Large scrolling background in OpenGL ES

≯℡__Kan透↙ 提交于 2019-11-30 23:54:53

That's the fast way of doing it. Things you can do to improve performance:

  • Try different texture-formats. Presumably the SDK docs have details on the preferred format, and presumably smaller is better.
  • Cull out entirely offscreen tiles yourself
  • Split the image into smaller textures

I'm assuming you're drawing at a 1:1 zoom-level; is that the case?

Edit: Oops. Having read your question more carefully, I have to offer another piece of advice: Timings made on the simulator are worthless.

The quick solution:

  • Create a geometry matrix of tiles (quads preferably) so that there is at least one row/column of off-screen tiles on all sides of the viewable area.

  • Map textures to all those tiles.

  • As soon as one tile is outside the viewable area you can release this texture and bind a new one.

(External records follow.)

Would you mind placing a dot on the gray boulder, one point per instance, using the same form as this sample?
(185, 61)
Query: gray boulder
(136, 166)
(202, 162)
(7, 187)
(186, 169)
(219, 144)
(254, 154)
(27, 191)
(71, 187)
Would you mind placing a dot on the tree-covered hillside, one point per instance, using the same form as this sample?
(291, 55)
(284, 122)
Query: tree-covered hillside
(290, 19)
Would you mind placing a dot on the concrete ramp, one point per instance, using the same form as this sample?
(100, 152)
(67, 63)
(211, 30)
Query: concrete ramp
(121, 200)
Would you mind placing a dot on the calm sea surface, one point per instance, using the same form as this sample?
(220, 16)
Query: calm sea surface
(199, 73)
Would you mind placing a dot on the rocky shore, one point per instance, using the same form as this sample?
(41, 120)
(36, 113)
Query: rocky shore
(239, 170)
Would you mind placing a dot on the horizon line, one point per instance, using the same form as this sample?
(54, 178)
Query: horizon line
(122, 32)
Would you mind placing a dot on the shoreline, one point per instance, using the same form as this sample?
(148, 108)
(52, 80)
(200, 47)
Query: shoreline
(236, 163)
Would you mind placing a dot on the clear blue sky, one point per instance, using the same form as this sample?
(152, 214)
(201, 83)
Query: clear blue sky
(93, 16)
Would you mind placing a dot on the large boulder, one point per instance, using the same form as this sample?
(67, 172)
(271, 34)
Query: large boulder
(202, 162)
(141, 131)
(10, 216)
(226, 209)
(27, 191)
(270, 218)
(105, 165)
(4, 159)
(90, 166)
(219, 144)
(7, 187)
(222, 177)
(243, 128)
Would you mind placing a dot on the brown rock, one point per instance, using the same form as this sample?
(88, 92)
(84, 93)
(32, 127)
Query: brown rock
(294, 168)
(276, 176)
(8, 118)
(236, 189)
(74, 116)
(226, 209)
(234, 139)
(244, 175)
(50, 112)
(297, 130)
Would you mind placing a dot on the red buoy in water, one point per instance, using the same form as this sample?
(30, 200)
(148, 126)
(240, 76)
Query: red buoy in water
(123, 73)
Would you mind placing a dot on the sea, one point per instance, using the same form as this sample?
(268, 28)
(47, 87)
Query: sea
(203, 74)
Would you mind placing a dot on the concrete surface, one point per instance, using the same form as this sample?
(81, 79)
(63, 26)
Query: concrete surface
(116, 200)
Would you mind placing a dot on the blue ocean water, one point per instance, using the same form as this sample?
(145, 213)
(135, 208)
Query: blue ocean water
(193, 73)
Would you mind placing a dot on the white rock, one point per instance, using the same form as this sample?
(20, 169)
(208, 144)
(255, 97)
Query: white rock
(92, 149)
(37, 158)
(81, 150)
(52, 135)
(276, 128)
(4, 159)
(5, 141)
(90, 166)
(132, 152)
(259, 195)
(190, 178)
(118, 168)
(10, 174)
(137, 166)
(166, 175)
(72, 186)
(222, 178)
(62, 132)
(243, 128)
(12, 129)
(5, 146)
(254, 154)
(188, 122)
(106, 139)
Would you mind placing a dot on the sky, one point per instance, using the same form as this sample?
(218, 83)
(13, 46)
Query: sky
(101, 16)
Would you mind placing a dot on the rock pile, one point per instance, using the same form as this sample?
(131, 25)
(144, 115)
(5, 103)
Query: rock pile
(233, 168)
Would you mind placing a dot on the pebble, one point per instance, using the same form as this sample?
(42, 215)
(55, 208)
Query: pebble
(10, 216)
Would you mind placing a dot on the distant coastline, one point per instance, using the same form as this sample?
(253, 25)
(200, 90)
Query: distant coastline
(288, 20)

  • Move the tiles using a modulo of the tile width and tile height as position (so that the tile will reposition itself at its starting pos when it have moved exactly one tile in length). Also remember to remap the textures during that operation. This allows you to have a very small grid/very little texture memory loaded at any given time. Which I guess is especially important in GL ES.

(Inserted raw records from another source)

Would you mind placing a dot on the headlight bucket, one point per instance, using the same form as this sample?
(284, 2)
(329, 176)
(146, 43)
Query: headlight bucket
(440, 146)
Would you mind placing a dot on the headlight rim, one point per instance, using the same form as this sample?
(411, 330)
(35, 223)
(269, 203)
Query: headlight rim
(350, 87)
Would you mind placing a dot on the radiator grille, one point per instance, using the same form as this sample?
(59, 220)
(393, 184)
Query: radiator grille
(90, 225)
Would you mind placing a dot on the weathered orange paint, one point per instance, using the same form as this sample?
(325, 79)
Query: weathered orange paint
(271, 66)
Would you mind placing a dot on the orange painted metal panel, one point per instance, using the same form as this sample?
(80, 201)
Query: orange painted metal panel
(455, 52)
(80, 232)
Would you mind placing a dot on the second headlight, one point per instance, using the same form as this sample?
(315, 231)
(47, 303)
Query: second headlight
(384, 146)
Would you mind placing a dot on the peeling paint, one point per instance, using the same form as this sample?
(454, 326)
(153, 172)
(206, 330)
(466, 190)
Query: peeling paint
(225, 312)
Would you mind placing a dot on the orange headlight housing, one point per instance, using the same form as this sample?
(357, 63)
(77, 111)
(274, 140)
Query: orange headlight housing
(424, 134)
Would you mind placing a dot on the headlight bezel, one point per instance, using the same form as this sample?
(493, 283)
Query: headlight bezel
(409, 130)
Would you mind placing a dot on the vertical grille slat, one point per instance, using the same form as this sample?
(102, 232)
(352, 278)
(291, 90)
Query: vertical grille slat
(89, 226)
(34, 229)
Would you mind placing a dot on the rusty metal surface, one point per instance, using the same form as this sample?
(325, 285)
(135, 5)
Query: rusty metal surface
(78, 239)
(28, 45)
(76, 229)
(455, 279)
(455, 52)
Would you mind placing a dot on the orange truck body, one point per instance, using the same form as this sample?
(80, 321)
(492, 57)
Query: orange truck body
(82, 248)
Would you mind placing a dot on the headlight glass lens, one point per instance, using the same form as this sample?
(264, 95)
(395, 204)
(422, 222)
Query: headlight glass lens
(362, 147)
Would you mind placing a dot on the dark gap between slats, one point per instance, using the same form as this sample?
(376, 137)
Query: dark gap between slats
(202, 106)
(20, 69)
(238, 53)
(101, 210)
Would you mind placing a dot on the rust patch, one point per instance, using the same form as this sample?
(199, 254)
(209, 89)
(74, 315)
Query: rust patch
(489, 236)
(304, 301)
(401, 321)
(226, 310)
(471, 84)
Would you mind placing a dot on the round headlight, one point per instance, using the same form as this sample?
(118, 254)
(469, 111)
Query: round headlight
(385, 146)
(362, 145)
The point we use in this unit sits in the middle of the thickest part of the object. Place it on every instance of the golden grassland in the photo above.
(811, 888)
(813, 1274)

If you have memory to spare and are still plagued with slow load speed (although you shouldn't for that amount of textures). You could build a texture streaming engine that preloads textures into faster memory (whatever that may be on your target device) when you reach a new area. Mapping as textures will in that case go from that faster memory when needed. Just be sure that you are able to preload it without using up all memory and remember to release it dynamically when not needed.